That kind of form and consistency was so irrefutable that most people thought it would be more the same this season, with only Manchester City likely to stick with the pace, but so far it hasn’t quite worked out. recognized. The first loss of the season came early, for a start, and anyone surprised at Watford’s 3-0 score last season would have been stunned by the 7-2 result at Villa Park.
There were extenuating circumstances, Liverpool missed Alisson by injury and Sadio Mané by testing positive for Covid-19, but not enough to fully explain such a mutilation for the newly crowned champions playing a team that only narrowly avoided the relegation a few months earlier. While Liverpool are relentless
Consistency was their main asset last season, their unique selling point when even teams as strong as Manchester City and Tottenham faltered, the illusion of impregnability evaporated at Aston Villa.
Perhaps there were signs that everything was not working out completely correctly on the opening day of the season, when Liverpool scored three goals in a 4-3 win over newly promoted Leeds. Still, when that was followed by a clean sheet at Chelsea and a fine home win over Arsenal, a rather grueling start to the campaign seemed to have been negotiated with success. The way things went before a ball was kicked at Villa would be one of the least awkward of the early matches, a respite between the two London clubs and the derby. Now that the derby itself has taken on greater significance, with Everton leading the league and confidence in the blue camp high, the idea of Jürgen Klopp’s Liverpool as a winning machine moved to a consistently high level. no longer seems so convincing.
Not that Liverpool are the only ones to have suffered heavy defeats this season. Both Manchester clubs have also conceded five or more goals, amid the general feeling that this strange, spectatorless football has yet to settle into a pattern, not to mention a predictable pattern. To add to the uncertainty around Anfield, no less than four positive coronaviruses, two of them to key players of the first team in Mané and Naby Keïta, and one to limit the contribution so far by the news signature Thiago Alcântara.
Liverpool have also been unlucky in losing their top-choice goalkeeper – although the initial prognosis is only a few weeks, shoulder injuries are never good news for goalkeepers – while away From the pitch, the club owners have been revealed as central plotters in the dismal Project Big Picture scheme, something that will almost certainly be uncomfortable with Klopp’s egalitarian instincts.
In short, although it is only 12 weeks since Liverpool won their well-deserved prize in an empty Anfield, the landscape has already changed around the champions in ways few would have anticipated. Suddenly there are questions to ask and answer, with most Everton fans eager to begin questioning. Once again, a Merseyside derby is billed as a potentially cataclysmic event when everyone knows that these are usually draws, or boring games brought to life by mere moments.
Goodison’s latest derby was supposed to see Liverpool claim their long-awaited first Premier League title on rivals’ patch. The followers were counting the days and working on the permutations for weeks – nervously or enthusiastically, depending on allegiance – although of course it didn’t work out that way. A goalless draw simply cost Liverpool the chance to reach 100 points for the season and the opportunity to clinch the title in the next game at Anfield. Instead, there was an offstage crowning glory when Manchester City stumbled at Chelsea.
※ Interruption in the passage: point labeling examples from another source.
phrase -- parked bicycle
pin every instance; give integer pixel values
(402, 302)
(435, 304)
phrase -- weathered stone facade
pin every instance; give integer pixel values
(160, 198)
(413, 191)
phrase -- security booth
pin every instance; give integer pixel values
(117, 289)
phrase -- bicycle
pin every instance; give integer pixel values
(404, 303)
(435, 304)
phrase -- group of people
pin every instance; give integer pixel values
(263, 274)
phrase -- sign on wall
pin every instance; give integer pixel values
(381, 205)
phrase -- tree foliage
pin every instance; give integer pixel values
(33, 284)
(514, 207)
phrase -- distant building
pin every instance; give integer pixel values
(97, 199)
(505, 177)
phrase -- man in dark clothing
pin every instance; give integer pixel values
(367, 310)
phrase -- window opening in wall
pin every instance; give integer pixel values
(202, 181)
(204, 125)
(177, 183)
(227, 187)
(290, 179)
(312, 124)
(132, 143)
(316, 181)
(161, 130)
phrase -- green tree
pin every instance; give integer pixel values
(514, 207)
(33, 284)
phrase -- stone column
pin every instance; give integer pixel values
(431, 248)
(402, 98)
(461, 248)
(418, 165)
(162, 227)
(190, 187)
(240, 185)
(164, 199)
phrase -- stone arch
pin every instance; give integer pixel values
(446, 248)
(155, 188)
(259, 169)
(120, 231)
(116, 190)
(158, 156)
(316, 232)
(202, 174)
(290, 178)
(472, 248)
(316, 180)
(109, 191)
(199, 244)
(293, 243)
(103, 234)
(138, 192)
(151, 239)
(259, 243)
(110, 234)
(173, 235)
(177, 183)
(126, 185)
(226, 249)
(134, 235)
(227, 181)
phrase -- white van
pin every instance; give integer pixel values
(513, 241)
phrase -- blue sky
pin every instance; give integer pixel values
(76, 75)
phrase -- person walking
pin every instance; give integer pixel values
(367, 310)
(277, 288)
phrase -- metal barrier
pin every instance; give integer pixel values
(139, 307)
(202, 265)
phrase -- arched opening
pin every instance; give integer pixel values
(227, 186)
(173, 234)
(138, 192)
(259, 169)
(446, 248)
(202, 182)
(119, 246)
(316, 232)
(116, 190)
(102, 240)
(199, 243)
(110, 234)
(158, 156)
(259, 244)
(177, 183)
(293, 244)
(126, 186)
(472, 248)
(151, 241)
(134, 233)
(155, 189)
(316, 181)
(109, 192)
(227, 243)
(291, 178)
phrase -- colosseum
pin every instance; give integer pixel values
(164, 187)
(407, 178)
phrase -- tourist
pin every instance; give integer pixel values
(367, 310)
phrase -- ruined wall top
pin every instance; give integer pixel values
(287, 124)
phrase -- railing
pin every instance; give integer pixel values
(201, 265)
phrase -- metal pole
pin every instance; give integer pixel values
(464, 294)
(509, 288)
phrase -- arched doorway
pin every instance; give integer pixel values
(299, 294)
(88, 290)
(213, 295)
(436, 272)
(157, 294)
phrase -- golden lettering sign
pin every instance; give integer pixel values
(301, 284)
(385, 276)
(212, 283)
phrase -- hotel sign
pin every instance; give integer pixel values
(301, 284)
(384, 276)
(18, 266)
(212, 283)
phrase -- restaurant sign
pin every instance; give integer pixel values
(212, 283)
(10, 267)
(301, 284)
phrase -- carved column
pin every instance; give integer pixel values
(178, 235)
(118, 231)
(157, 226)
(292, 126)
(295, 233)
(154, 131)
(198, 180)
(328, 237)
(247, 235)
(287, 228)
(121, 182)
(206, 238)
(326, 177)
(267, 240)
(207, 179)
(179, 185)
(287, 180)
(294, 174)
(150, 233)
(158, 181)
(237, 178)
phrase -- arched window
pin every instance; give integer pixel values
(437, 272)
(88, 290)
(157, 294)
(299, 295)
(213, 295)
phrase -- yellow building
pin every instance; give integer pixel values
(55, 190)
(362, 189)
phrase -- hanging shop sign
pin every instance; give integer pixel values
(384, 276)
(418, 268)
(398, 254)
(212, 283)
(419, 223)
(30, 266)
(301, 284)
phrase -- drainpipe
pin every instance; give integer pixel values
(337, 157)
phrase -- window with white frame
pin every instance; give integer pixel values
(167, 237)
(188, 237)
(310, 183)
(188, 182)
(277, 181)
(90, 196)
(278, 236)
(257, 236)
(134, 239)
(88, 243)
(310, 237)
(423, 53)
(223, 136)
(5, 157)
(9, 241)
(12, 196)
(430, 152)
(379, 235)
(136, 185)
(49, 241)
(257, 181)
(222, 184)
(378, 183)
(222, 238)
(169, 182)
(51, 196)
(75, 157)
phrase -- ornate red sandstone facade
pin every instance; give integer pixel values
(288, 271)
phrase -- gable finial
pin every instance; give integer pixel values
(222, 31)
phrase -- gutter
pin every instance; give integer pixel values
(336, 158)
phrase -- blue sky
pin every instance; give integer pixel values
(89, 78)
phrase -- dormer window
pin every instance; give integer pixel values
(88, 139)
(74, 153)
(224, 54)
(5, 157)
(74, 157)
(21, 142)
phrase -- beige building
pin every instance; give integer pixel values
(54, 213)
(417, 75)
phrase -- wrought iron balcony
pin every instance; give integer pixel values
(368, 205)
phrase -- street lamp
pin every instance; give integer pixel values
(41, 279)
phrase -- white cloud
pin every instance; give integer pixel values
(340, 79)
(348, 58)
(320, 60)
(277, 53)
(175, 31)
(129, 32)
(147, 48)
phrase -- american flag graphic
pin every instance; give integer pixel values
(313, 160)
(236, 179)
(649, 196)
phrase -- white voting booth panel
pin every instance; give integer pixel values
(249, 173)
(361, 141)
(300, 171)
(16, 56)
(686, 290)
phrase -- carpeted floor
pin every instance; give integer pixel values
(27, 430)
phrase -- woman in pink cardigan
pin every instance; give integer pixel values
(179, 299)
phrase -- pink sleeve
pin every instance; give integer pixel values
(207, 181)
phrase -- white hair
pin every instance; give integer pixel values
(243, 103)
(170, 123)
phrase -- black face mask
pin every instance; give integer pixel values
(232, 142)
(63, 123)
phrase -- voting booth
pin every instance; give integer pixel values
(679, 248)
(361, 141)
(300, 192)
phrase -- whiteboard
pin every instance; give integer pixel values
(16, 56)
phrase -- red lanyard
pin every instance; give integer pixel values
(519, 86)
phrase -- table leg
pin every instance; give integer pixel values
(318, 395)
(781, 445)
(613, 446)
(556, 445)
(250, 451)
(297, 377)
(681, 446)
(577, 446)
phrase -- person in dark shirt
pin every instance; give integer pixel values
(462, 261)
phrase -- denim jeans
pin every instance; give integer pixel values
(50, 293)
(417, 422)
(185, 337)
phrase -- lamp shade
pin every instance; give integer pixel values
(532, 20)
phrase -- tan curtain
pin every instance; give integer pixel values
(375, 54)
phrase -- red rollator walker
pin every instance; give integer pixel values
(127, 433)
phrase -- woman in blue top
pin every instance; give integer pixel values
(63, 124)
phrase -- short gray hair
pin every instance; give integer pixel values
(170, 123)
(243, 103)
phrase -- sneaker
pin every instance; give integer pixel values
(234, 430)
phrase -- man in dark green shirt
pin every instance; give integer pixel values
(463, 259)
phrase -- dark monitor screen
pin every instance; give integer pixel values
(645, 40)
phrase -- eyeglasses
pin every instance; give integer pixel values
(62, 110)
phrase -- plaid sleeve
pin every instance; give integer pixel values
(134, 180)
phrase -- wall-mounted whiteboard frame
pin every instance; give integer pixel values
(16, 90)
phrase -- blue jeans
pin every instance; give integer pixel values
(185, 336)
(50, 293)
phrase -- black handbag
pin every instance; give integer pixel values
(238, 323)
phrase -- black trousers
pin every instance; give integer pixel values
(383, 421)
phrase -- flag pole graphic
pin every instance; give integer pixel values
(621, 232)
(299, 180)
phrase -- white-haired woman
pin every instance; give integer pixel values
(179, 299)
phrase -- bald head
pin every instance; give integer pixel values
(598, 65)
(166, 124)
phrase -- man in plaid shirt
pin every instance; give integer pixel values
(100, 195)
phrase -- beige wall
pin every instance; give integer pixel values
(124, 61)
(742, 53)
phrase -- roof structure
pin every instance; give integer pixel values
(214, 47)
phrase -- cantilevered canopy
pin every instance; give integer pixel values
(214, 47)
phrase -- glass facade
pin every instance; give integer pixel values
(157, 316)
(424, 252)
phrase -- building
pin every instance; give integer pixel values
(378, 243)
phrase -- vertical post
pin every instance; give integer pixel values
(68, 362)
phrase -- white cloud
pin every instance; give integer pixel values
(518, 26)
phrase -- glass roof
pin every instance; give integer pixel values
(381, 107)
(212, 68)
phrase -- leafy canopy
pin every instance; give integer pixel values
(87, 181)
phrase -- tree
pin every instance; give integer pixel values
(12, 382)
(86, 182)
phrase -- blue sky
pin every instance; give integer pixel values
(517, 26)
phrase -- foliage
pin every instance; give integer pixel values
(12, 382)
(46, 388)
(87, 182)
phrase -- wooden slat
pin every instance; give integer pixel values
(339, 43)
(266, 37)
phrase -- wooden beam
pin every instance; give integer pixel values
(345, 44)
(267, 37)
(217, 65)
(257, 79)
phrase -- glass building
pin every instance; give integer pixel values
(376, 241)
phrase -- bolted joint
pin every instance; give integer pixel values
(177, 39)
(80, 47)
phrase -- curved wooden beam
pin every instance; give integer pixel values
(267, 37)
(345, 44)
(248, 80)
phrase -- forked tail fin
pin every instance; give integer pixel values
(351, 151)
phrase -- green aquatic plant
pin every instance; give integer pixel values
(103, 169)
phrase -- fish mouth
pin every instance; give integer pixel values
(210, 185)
Derby matches are often like this, prosaic rather than crucial. While the Merseyside version has managed to be more colorful than most of its long and proud history, the reality of the past several decades is that this is essentially private scrap, a localized problem of limited relevance to the rest of the game. This time, with champions Liverpool and Everton leading the league, it’s different.
History suggests the derby won’t be as open or as terribly convincing as the events at Villa Park last month – a game apparently responsible for convincing Premier League officials that they should charge for such rich entertainment rather than distribute it for free – although the outside interest always is. be drugged. It’s not often that you see Liverpool beaten 7-2, reigning champion or not, and anyone who missed it will be just as excited as anyone who watched him to see how they react.